GAYLORD - After more than 90 minutes of discussion Tuesday before a standing-room only crowd, the Sibley County Board tabled action on the RS Fiber project.
Minneapolis attorney Robert J.V. Vose of Kennedy & Grave, representing RS Fiber - the project designed to provide phone, cable and broadband internet service in Sibley and Renville counties - said Oppenheimer, the project's bond underwriter, requires legal opinions from local counsel for the RS Fiber Joint Powers Agreement and a project Debt Service Shortfall Agreement.
That's where the rub comes. No legal opinions on those two agreements have been received.
Staff photo by Fritz Busch
Arvid Schwartz of Green Isle speaks about the RS Fiber project Tuesday at the Sibley County Board meeting, held jointly with Renville County commissioners.
The law firm Dorsey & Whitney, LLP, Minneapolis was sought to clarify if Sibley County has the authority to participate in fiber project financing with revenue bonds to be issued by the Renville-Sibley County Fiber Joint Powers Agency, a Joint Powers Agreement (JPA) among the counties and their 11 cities. The City of Arlington opted out of the project earlier this year.
Bonds would be payable primarily from projects revenues and would be additionally secured by a Debt Service Shortfall Agreement (SA) between the Agency and Wells Fargo Bank, National Association, as trustee for the bonds, in case project revenues were insufficient to pay bond debt service.
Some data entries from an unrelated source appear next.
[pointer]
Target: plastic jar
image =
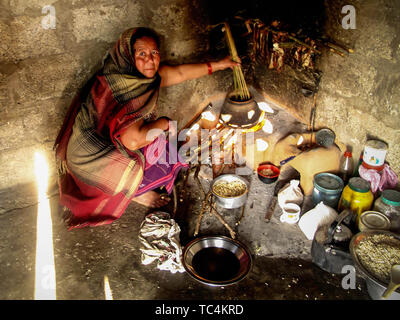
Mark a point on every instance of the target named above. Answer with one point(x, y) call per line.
point(389, 204)
point(357, 197)
point(327, 188)
point(374, 154)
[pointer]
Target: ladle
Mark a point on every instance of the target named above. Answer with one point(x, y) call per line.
point(394, 281)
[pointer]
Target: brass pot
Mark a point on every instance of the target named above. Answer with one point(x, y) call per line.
point(240, 114)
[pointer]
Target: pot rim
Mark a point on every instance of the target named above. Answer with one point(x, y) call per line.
point(212, 282)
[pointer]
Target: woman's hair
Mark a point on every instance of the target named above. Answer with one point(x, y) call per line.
point(145, 32)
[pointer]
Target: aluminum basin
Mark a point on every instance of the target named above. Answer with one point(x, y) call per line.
point(216, 260)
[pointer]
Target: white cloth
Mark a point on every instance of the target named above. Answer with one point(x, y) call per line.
point(315, 218)
point(159, 237)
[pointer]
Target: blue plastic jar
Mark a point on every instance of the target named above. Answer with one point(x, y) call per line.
point(328, 189)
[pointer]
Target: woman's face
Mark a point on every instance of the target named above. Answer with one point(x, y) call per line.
point(147, 56)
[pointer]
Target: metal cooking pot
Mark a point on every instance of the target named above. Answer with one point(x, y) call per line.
point(230, 202)
point(216, 260)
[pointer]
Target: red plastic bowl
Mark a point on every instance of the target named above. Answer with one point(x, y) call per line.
point(271, 178)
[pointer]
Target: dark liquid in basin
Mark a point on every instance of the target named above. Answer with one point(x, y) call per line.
point(216, 264)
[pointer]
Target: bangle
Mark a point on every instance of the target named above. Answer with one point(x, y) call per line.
point(209, 68)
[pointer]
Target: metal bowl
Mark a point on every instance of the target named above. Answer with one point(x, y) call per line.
point(216, 260)
point(230, 202)
point(375, 286)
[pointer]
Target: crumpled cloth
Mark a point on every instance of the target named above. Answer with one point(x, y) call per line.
point(385, 179)
point(159, 237)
According to an Oct. 2, letter to the Sibley County Board and County Attorney David Schauer, Verlane L. Endorf of Dorsey & Whitney wrote that the law firm is unable to reach the certainty necessary to express an opinion that the JPA and SA would, if challenged, be upheld in the courts.
The letter further stated that the lack of an opinion does not mean that the law firm believes that the County is legally prohibited from project participation.
Endorf wrote that one possibility to resolve the issue would be to seek special legislation to clarify transaction authorization.
"Dorsey & Whitney won't render an opinion, but that's not to say the project can't be done," said Vose. "We anticipate you'll be able to get an opinion. ... But it's not possible to make bonds without a legal opinion. You could approve the project contingent upon a legal opinion. We're optimistic there is such a bond counsel out there."
Sibley County Economic Development Director Tim Dolan said he would contact the board as soon as he is able to get a legal opinion.
Several Sibley County residents spoke about the project.
"Rural kids need the same access to education that town kids have," said Gibbon Mayor Chuck Gatton. "Agriculture producers need it too."
Cairo Township farmer Jacob Rieke said fiber optic communications are coming of age.
Arvid Schwartz of Green Isle said the fiber project is vital.
"We can't isolate ourselves from the rest of the world," Schwartz said. "We have a vast natural resource - land. It produces a lot, but we need connection to the outside world. Exert leadership and take risks. Sibley East Public Schools just bought new learning tools - iPads."
Schwartz said his healthcare provider invited him to sign up with a virtual doctor, but he can't due to lack of internet capacity.
"We all assume risks and pay taxes," Schwartz said. "That's what leaders do. They take us to places we didn't think we should go. Nobody thought the (Minnesota Prairie Line) railroad would work, or the Heartland Corn Producers (HCP) ethanol plant."
Commissioner Bill Pinske said all commissioners favor the project as long as legal issues are solved.
Commissioner Jim Swanson said he would not approve fiber project bonding if the resolution was contingent on a favorable legal opinion.
"I'd be leery about who was making decisions then," Swanson said.
Renville County Commissioner Bob Fox agreed it would be nice to get a legal opinion before proceeding with the project.